Development of a primary microglia screening assay and its use to characterize inhibition of system xc- by erastin and its analogs

The inflammatory response in the central nervous system involves activated microglia. Under normal conditions they remove damaged neurons by phagocytosis. On the other hand, neurodegenerative diseases are thought to involve chronic microglia activation resulting in release of excess glutamate, proinflammatory cytokines and reactive oxygen species, leading to neuronal death. System x_C^- cystine/glutamate antiporter (SXC), a sodium independent heterodimeric transporter found in microglia and astrocytes in the CNS, imports cystine into the cell and exports glutamate. SXC has been shown to be upregulated in neurodegenerative diseases including multiple sclerosis, ALS, neuroAIDS Parkinson's disease and Alzheimer's disease. Consequently, SXC inhibitors could be of use in the treatment of diseases characterized by neuroinflammation and glutamate excitotoxicity. We report on the optimization of a primary microglia-based assay to screen for SXC inhibitors. Rat primary microglia were activated using lipopolysaccharides (LPS) and glutamate release and cystine uptake were monitored by fluorescence and radioactivity respectively. LPS-induced glutamate release increased with increasing cell density, time of incubation and LPS concentration.

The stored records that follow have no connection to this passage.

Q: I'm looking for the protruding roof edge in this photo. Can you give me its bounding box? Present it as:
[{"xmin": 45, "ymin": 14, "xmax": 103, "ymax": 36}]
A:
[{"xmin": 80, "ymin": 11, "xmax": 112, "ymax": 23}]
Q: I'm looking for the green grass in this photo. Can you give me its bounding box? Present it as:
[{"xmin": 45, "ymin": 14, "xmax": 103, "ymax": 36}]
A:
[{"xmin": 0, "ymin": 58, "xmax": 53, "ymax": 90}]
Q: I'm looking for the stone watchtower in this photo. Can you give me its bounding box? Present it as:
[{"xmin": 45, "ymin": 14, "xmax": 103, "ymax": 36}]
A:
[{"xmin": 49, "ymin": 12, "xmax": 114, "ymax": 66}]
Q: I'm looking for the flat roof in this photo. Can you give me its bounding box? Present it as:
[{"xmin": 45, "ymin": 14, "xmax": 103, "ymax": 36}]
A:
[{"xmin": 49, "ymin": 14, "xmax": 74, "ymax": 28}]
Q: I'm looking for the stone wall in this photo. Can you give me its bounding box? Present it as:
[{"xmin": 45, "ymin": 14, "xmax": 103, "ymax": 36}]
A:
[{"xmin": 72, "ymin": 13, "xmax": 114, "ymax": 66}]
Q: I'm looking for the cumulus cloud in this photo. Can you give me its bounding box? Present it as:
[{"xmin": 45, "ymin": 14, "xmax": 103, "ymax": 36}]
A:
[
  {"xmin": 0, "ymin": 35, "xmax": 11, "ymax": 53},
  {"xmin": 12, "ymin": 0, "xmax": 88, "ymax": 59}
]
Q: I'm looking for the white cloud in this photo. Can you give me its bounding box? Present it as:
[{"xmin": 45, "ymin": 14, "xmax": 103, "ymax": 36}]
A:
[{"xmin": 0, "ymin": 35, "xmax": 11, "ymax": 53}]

Conditions to screen for SXC inhibitors were optimized in 96-well format and subsequently used to evaluate SXC inhibitors. Known SXC inhibitors sulfasalazine, S-4CPG and erastin blocked glutamate release and cystine uptake while R-4CPG, the inactive enantiomer of S-4CPG, failed to inhibit glutamate release or cystine transport. In addition, several erastin analogs were evaluated using primary microglia and found to have EC₅₀ values in agreement with previous studies using established cell lines.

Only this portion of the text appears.